5. Il résulte de tout ce qui précède, et sans qu’il soit besoin d’examiner les autres moyens de la requête, que M. B... est fondé à demander l’annulation de l’arrêté du 12 mars 2025 du préfet de police.

Sur les conclusions aux fins d’injonction et d’astreinte :

6. Eu égard au motif d’annulation retenu au point 4, le présent jugement implique nécessairement que soit délivrée à M. B... une carte de séjour temporaire portant la mention « vie privée et familiale ». Il y a lieu, dès lors, d’enjoindre au préfet de police de procéder, sous réserve d’un changement de circonstance de droit ou de fait, à la délivrance de ce titre de séjour dans le délai de trois mois à compter de la notification du présent jugement.

Sur les frais liés au litige :

7. D’une part, M. B..., pour le compte de qui les conclusions de la requête relatives à l’application de l’article L. 761-1 du code de justice administrative doivent être réputées présentées, n’allègue pas avoir exposé de frais autres que ceux pris en charge par l’Etat au titre de l’aide juridictionnelle totale qui lui a été allouée. D’autre part, l’avocate de M. B... n’a pas demandé que lui soit versée par l’Etat la somme correspondant aux frais exposés qu’elle aurait réclamée à son client si ce dernier n’avait bénéficié d’une aide juridictionnelle totale. Dans ces conditions, les conclusions de la requête tendant à ce qu’il soit mis à la charge de l’Etat une somme de 3 500 euros sur le fondement de l’article L. 761-1 du code de justice administrative doivent être rejetées.


D E C I D E :


Article 1er : L’arrêté du préfet de police du 12 mars 2025 est annulé.

Article 2 : Il est enjoint au préfet de police préfet, sous réserve d’un changement de circonstance de droit ou de fait, de délivrer à M. B... une carte de séjour temporaire portant la mention « vie privée et familiale » dans le délai de trois mois à compter de la notification du présent jugement.

Article 3 : Le surplus des conclusions de la requête de M. B... est rejeté.

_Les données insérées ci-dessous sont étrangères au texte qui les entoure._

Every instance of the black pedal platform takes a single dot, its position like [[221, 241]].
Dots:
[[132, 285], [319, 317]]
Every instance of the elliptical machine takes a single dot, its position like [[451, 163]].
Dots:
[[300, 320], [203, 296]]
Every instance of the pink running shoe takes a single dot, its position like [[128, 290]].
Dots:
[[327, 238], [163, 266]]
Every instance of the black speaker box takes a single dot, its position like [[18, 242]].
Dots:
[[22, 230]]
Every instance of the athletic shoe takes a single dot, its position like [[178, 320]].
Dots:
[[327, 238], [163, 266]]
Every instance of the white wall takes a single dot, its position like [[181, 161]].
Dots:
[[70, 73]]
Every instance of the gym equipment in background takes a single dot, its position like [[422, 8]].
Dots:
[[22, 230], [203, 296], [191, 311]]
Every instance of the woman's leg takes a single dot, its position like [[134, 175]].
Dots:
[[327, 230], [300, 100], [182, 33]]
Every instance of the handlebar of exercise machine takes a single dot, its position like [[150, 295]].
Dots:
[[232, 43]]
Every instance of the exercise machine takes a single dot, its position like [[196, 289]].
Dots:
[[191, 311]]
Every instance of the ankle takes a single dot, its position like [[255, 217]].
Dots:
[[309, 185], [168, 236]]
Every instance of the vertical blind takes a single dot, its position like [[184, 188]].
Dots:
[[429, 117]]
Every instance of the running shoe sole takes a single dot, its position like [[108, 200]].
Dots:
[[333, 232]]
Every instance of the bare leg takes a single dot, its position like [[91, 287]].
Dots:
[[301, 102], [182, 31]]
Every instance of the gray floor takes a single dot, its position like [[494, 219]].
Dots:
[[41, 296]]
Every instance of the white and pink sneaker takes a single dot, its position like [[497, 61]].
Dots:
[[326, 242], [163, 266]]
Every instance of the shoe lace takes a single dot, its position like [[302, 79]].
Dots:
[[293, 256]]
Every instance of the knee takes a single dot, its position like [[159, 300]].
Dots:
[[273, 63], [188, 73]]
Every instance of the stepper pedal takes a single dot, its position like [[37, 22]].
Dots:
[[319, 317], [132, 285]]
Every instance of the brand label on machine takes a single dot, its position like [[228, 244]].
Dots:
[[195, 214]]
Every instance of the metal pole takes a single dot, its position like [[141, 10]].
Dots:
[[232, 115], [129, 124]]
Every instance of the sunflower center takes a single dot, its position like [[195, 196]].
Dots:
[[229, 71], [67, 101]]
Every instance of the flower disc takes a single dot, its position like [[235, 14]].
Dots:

Article 4 : Le présent jugement sera notifié à M. A... B... et au préfet de police.

Délibéré après l’audience du 25 novembre 2025, à laquelle siégeaient :

- M. d’Haëm, président,
- Mme Roussier, première conseillère,
- M. Hémery, premier conseiller.

Rendu public par mise à disposition au greffe le 10 décembre 2025.


Le président-rapporteur,
Signé
R. d’Haëm
L’assesseure la plus ancienne,
Signé
S. ROUSSIER

La greffière,

Signé


N. DUPOUY


La République mande et ordonne au préfet de police en ce qui le concerne ou à tous commissaires de justice à ce requis en ce qui concerne les voies de droit commun contre les parties privées, de pourvoir à l'exécution de la présente décision.